A outra é a estratégia infiltradora, ou de stealth.  É ir lendo e traduzindo ao mesmo tempo, no escuro, sem saber nada além da lembrança de um filme que é primo distante do livro que está sendo agora dissecado linha por linha. Muitas vezes essa estratégia requer uma revisão cuidadosa, porque oscilações de interpretação, de sentido e outras pesam sobre o jeito de traduzir, e quando sabemos no final o que de fato era aquilo é preciso voltar e entender melhor aquele trecho do original.


Gregory Rabassa traduziu para o inglês obras como Cem Anos de Solidão de Garcia Márquez, O Jogo da Amarelinha de Julio Cortázar e Memórias Póstumas de Brás Cubas de Machado de Assis. Um amigo meu, norte-americano, disse certa vez que gostaria de saber espanhol para escrever em espanhol e ser retraduzido para o inglês por Rabassa. Seu livro de memórias If This Be Treason (Nova York: New Directions, 2005) fala sobre sua formação como tradutor e depois comenta sucessivamente várias das obras que traduziu, como foi o processo, o que acha do autor, etc.  Aqui no meu blog Mundo Fantasmo faço uma breve anotação sobre esse livro, onde Rabassa explica por que prefere começar a traduzir (mesmo um romance complexo) "no escuro", sem ter lido o livro.


Quem começa a traduzir já sabendo como acaba o livro (no caso de um romance policial, “já sabendo quem é o assassino”) se põe na posição de um autor, que concebe toda a trama, fica com ela bem clara na imaginação, esfrega as mãos animado e começa a escrever.
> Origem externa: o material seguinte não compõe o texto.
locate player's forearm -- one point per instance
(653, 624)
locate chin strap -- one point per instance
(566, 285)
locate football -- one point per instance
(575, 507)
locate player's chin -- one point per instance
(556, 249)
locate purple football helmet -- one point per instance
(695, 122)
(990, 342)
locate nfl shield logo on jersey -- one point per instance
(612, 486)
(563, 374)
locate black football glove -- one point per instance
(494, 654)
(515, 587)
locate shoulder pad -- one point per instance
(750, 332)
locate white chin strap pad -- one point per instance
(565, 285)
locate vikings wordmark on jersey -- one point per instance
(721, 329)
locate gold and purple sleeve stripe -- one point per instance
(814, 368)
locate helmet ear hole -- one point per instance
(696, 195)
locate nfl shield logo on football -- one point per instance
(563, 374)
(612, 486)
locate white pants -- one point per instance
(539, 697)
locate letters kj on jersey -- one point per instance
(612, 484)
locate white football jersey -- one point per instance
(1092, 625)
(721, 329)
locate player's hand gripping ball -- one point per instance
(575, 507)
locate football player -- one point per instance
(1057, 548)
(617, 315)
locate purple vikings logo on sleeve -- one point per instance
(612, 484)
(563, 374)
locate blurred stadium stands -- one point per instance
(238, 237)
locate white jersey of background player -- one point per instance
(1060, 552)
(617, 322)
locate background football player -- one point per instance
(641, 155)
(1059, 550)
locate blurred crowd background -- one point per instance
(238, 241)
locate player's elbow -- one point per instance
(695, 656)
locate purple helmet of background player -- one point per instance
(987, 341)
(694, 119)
Quem começa a traduzir rigorosamente “do zero”, resolvendo frase a frase à medida que se apresentam, se põe na posição do detetive, que desembarca no plot sabendo que precisa prestar atenção a tudo, porque se existe fair play no universo da literatura (coisa que jamais existiu no mundo real cá fora) a solução está escondida em algum canto.
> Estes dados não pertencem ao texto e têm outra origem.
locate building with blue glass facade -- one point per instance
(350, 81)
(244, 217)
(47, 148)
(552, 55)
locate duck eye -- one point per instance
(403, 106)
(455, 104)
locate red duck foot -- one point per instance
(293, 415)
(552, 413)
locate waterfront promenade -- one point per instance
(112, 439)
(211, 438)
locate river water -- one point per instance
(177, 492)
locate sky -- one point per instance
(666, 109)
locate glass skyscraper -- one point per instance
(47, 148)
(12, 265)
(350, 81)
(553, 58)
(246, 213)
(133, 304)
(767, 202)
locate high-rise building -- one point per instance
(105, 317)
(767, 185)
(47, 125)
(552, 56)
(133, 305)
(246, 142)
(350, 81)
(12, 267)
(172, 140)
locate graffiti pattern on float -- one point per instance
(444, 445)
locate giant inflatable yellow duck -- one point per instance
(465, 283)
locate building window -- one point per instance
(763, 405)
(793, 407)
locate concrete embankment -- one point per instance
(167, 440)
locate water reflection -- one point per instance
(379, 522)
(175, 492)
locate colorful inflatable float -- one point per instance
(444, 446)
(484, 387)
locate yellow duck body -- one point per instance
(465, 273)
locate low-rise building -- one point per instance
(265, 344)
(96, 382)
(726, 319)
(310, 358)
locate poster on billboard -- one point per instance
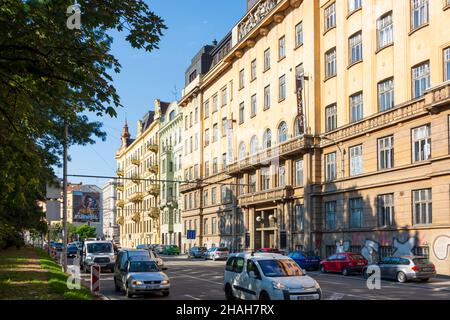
(86, 206)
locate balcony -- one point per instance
(437, 98)
(136, 217)
(152, 148)
(137, 197)
(273, 195)
(264, 157)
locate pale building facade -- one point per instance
(369, 171)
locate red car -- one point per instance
(344, 262)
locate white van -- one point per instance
(267, 276)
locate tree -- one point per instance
(50, 74)
(85, 231)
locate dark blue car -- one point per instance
(306, 260)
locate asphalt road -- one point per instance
(203, 280)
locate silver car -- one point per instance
(142, 276)
(405, 268)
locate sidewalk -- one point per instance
(30, 274)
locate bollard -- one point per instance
(95, 279)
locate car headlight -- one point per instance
(279, 286)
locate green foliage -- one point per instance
(50, 74)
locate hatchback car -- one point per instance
(405, 268)
(306, 260)
(344, 262)
(197, 252)
(216, 253)
(264, 276)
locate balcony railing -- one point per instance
(266, 196)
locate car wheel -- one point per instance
(264, 296)
(229, 292)
(401, 277)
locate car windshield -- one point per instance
(143, 266)
(280, 268)
(99, 248)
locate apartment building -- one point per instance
(323, 126)
(171, 155)
(138, 212)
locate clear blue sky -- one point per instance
(148, 76)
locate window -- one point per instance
(206, 137)
(385, 204)
(267, 59)
(282, 48)
(419, 13)
(421, 143)
(253, 106)
(330, 166)
(421, 79)
(224, 96)
(281, 176)
(331, 118)
(206, 109)
(241, 79)
(422, 206)
(282, 88)
(282, 132)
(356, 212)
(330, 63)
(354, 5)
(356, 107)
(385, 31)
(215, 103)
(386, 153)
(386, 95)
(242, 152)
(356, 160)
(253, 145)
(330, 17)
(241, 113)
(253, 70)
(330, 215)
(299, 34)
(267, 139)
(355, 48)
(447, 64)
(299, 173)
(267, 97)
(265, 178)
(299, 218)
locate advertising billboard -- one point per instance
(86, 206)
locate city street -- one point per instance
(203, 280)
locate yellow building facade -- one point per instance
(362, 165)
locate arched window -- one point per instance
(282, 132)
(241, 151)
(298, 127)
(267, 139)
(253, 145)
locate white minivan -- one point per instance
(267, 276)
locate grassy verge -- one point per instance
(30, 274)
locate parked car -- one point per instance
(344, 262)
(405, 268)
(262, 276)
(197, 252)
(216, 253)
(171, 249)
(139, 275)
(306, 260)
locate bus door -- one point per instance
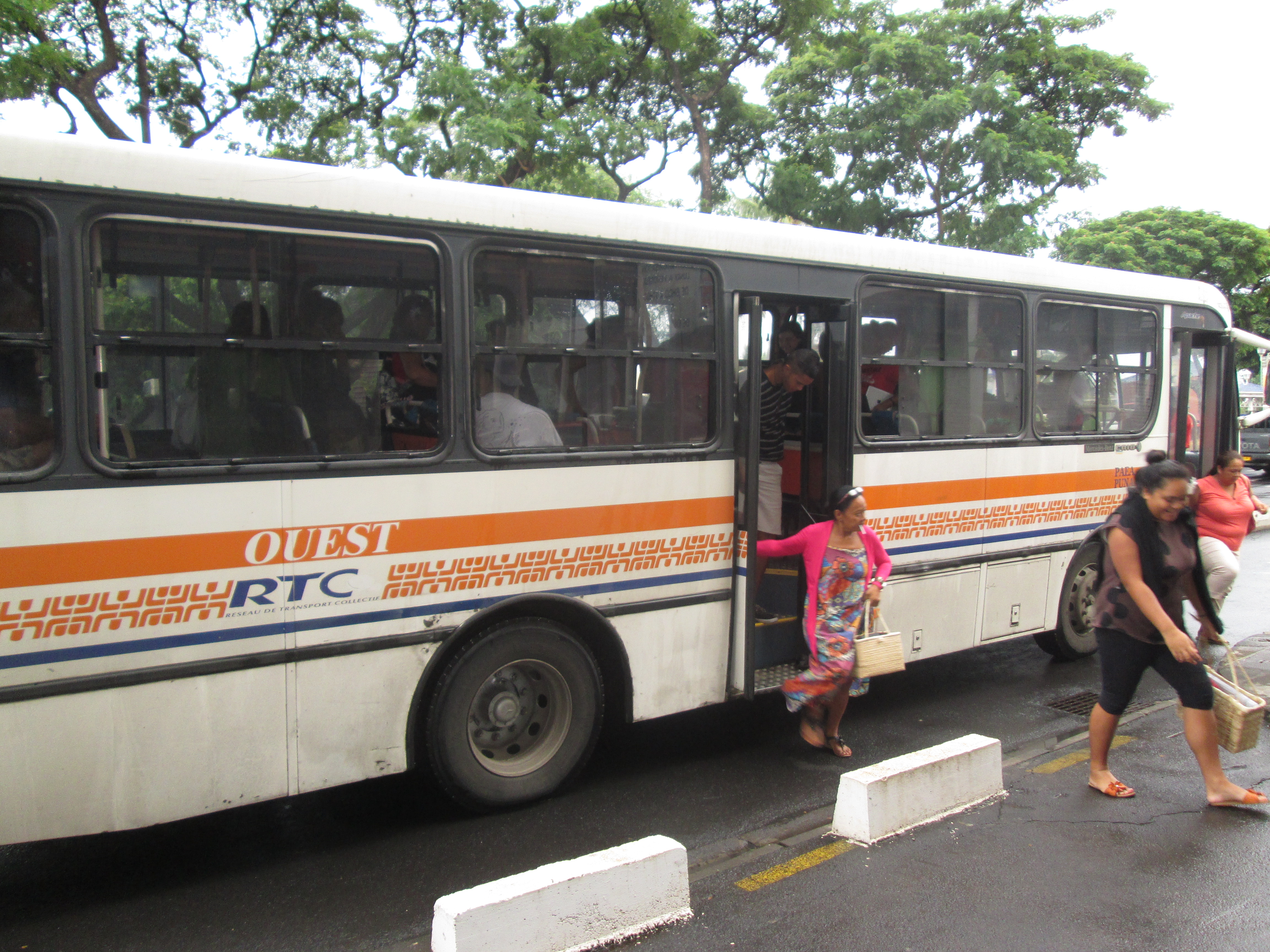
(769, 644)
(1202, 405)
The Little Sister começa com uma cliente, que nem sequer é loura, chegando no escritório de Marlowe, onde este acaba de matar uma mosca.  Não é uma loura fatal.  É uma moça que parece uma bibliotecária, e que carrega no ombro “uma dessas bolsas quadradas e desajeitadas que fazem a gente pensar numa irmã de caridade  levando primeiros socorros para os feridos”.  Aí está a capa da primeira edição do livro, cuja ilustração é de um realismo digno dos romances de Theodore Dreiser.
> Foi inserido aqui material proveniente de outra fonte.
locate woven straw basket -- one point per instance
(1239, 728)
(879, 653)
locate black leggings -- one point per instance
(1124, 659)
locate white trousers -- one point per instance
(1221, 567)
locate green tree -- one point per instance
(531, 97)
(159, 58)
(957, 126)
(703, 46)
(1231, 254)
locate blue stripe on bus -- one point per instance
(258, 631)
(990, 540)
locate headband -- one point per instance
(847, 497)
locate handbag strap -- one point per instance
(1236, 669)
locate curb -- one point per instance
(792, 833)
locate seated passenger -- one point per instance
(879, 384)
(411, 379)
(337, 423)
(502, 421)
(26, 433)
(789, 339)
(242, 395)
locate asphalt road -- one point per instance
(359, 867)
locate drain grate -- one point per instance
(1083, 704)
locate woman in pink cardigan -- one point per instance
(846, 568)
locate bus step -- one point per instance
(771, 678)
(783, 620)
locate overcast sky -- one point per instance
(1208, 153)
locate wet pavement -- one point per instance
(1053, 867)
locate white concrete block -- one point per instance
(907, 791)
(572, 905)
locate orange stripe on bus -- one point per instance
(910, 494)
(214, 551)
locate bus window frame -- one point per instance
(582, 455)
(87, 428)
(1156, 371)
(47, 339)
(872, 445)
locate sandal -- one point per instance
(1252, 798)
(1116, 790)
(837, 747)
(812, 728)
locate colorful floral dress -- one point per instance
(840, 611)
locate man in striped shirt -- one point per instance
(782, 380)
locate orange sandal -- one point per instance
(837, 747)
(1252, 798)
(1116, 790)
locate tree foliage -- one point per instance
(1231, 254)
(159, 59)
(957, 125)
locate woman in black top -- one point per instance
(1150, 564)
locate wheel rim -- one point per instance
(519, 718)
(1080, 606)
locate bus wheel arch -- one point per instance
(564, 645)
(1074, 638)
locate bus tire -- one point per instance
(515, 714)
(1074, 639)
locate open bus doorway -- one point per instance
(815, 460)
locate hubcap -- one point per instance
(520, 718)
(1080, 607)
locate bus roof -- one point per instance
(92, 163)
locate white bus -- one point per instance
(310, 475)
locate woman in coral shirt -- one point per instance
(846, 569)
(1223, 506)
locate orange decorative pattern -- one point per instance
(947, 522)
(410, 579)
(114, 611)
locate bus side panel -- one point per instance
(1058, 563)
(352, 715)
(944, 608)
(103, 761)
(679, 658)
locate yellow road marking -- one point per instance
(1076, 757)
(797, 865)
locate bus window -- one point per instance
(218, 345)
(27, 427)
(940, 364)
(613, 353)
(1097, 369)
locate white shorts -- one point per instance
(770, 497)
Vale lembrar que The Little Sister é o quarto romance da carreira de Philip Marlowe. Àquela altura, já tinham sentado na cadeira dos clientes do em seu escritório uma mulher fatal como Vivian Regan em The Big Sleep e uma garota tomboy  dessas por quem todo mundo torce, como Anne Riordan em Farewell, my Lovely.  Na Irmãzinha, quando a moça se apresenta a Marlowe (ela liga antes, e aparece lá depois) é precedida por uma curiosa reflexão do detetive:

Lá estava ela. Nem precisou abrir a boca para eu saber de quem se tratava. E nunca ninguém pareceu tão pouco com Lady Macbeth.
Chandler sempre achou insatisfatórias tanto as capas quanto as vendagens dos seus livros pela editora de Alfred Knopf, o editor que acreditou nele como “o novo Hammett”.  Aqui vão reproduções das capas originais, pela Knopf, dos seus quatro primeiros livros:






Tudo isto tem que ser julgado de acordo com o panorama de projetos gráficos da época, linguagens de época, texturas, cores, tudo. Mas nenhuma dessas capas me passa uma idéia tão clara do conteúdo como estas quatro, dos livros de bolso que de 1943 em diante fizeram a fama de Chandler. Estas, sim, têm o espírito dos livros. Ou será que nos acostumamos a ler os livros pensando nelas?





A diferença entre os dois estilos dá uma tese.